For simplicity, let us assume $A$ has eigenvalues which are not degenerated. Apparently, the eigenvalues of $A$ and those of $B$ should be the same if $A$~$B$.
Let us consider a set of matrices $\{\tilde{A}^m |m=1,2...N\}$, where $\tilde{A}^m$ are $A$ but skipping $m$-th column and $m$-th row. Thus the dimension of $\tilde{A}^m$ is $(N-1)\times(N-1)$. We can calculate $(N-1)$ eigenvalues of $\tilde{A}^m$. The eigenvalues should be the same as the eigenvalues of $\tilde{B}^{m'}$ if $A\sim B$. Combine all eigenvalues of $\{\tilde{A}^m\}$ together, we have the total number of $N \times (N-1)$ eigenvalues. Adding $N$ eigenvalues of $A$, we have total of $N^2$ eigenvalues. All these eigenvalues of $A$ and of $B$ are the same if $A\sim B$.

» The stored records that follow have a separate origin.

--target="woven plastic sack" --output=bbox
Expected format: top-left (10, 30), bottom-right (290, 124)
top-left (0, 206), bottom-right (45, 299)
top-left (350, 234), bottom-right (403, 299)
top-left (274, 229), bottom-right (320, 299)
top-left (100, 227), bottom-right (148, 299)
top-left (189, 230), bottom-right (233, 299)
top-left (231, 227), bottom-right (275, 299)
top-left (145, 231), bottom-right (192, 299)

The degree of freedom of the total number of eigenvalues $N^2$ are the same as the degree of freedom of the matrix elements $N^2$. Thus it should be impossible to make continuous changing of matrix elements of $A$ with keeping the $N^2$ eigenvalues. I think that this implies $A$~$B$ is judged by these $N^2$ eigenvalues.
Am I correct? I guess I have something wrong. My purpose is characterizing matrices for finding (or screening) $B$ for given $A$, among a large set of candidates $B$.